Exclusive Booking Perks
- Upgrade on arrival, subject to availability (excluding Deluxe suite and above)
- Daily Full breakfast for up to two guests per bedroom, served in the restaurant and via in-room dining
- $100 USD equivalent Food & Beverage credit to be utilized during stay (not applicable to spa retail products, not combinable, not valid on room rate, no cash value if not redeemed in full)
- Bookings in our Premium Suite or higher categories will receive an additional $100 Food & Beverage credit (for a total of $200 during stay)
- Stays of 3+ nights will receive an additional $100 Food & Beverage credit (for a total of $200 during stay, or $300 for Premium Suites & higher)
- Stays of 7+ nights will receive an additional $200 Food & Beverage credit (for a total of $300 during stay, or $400 for Premium Suites & higher)
- Early Check-In / Late Check-Out, subject to availability
Location
Bvlgari brings its signature fusion of Italian design restraint and contemporary sophistication to a capital city where millennia of imperial history meet relentless modernity. The property occupies a quiet position in Chaoyang, Beijing's sprawling diplomatic and business district, where wide boulevards lined with plane trees give way to tucked-away hutong alleyways and neighbourhood wet markets. This is a city of extremes: gleaming glass towers rise beside temple complexes with sloping vermilion roofs, and the hum of electric scooters mingles with the calls of street vendors selling jianbing at dawn.
Seven kilometres south lies the Beijing Central Axis, a newly inscribed UNESCO ensemble running through the heart of the historical capital, connecting former imperial palaces, sacrificial altars, and ceremonial gates in a line that embodies the cosmic order of dynastic China. The Temple of Heaven, eleven kilometres away, remains a masterpiece of early Ming architecture set in ancient pine groves.
Beijing Capital International Airport lies nineteen kilometres northeast, connected by express rail and taxi. The newer Daxing International Airport, fifty kilometres south, serves as an alternate gateway.
The property's immediate surroundings reward exploration on foot. Sanyuanli Market, three hundred metres away, sprawls with stalls selling bitter melon, live fish, and hand-pulled noodles, a sensory contrast to the manicured calm of the hotel.
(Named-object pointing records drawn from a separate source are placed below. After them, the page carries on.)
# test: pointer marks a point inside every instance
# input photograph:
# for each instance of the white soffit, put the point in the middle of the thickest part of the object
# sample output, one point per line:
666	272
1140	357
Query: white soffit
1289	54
Serious gastronomes will find exceptional Taizhou cooking at Xin Rong Ji on Xinyuan South Road, a three-star flagship two hundred metres from the property, where East China Sea fish arrives daily. Book a table at Chao Shang Chao, four kilometres south, for Chef Cheung's reimagined Chaozhou classics, steamed fish maw and double-boiled soups executed with quiet precision. Closer still, Shanghai Cuisine offers modern Shanghainese cooking in a teal-accented dining room less than two kilometres away, its hairy crab and red-braised pork worth the short drive.
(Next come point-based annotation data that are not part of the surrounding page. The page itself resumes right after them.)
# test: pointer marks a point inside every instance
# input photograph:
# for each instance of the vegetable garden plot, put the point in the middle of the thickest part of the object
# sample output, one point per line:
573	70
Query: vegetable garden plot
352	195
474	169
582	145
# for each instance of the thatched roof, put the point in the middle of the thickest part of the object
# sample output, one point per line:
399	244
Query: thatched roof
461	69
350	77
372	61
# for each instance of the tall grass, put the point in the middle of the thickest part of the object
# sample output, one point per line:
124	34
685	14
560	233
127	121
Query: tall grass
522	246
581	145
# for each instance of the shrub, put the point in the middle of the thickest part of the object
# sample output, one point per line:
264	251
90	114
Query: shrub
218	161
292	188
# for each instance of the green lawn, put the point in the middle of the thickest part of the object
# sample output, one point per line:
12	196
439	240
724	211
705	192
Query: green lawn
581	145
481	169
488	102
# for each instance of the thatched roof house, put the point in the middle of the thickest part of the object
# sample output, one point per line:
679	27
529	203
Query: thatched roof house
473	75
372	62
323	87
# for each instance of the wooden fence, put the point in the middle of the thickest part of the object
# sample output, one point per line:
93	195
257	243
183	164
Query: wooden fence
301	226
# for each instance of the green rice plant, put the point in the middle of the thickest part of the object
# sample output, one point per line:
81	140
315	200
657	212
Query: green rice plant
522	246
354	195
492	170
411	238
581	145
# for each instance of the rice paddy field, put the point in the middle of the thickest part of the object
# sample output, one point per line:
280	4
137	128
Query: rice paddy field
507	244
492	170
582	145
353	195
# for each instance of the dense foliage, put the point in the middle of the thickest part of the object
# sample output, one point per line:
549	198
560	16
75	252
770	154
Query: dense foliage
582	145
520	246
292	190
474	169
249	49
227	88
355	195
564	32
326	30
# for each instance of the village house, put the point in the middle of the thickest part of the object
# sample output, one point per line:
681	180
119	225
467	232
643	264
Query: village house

The Summer Palace, twenty-seven kilometres northwest, spreads across Kunming Lake with its pavilions and covered walkways unchanged since the late Qing restoration. The Great Wall's Mutianyu section, sixty-one kilometres north, offers watchtowers and forested ridges without the crowds of Badaling.
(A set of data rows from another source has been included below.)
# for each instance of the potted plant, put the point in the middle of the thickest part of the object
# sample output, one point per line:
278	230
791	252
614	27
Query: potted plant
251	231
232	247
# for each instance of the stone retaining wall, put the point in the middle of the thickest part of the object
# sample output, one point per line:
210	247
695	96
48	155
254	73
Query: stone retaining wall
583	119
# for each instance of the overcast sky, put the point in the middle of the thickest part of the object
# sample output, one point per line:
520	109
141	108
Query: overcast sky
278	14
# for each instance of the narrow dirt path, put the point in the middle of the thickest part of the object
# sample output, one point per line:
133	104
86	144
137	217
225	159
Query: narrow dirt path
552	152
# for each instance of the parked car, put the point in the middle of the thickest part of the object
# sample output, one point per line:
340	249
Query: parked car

Winter descends sharp and dry, with January mornings breaking at minus nine and afternoons barely climbing above freezing. The air turns brittle, the sky a pale enamel blue, and the city's public parks fill with bundled tai chi practitioners moving through the cold.
Spring arrives in fits, March still cool and dusty, April warming rapidly as peonies bloom in temple courtyards. By May, temperatures reach the high twenties, and the city shakes off its winter stillness.
Summer brings monsoon rains, July and August humid and wet, the heat softened by afternoon downpours that wash the smog from the sky. Autumn is glorious: September and October offer clear days, mild temperatures, and the best light of the year, golden and slanting through the changing leaves of the plane trees.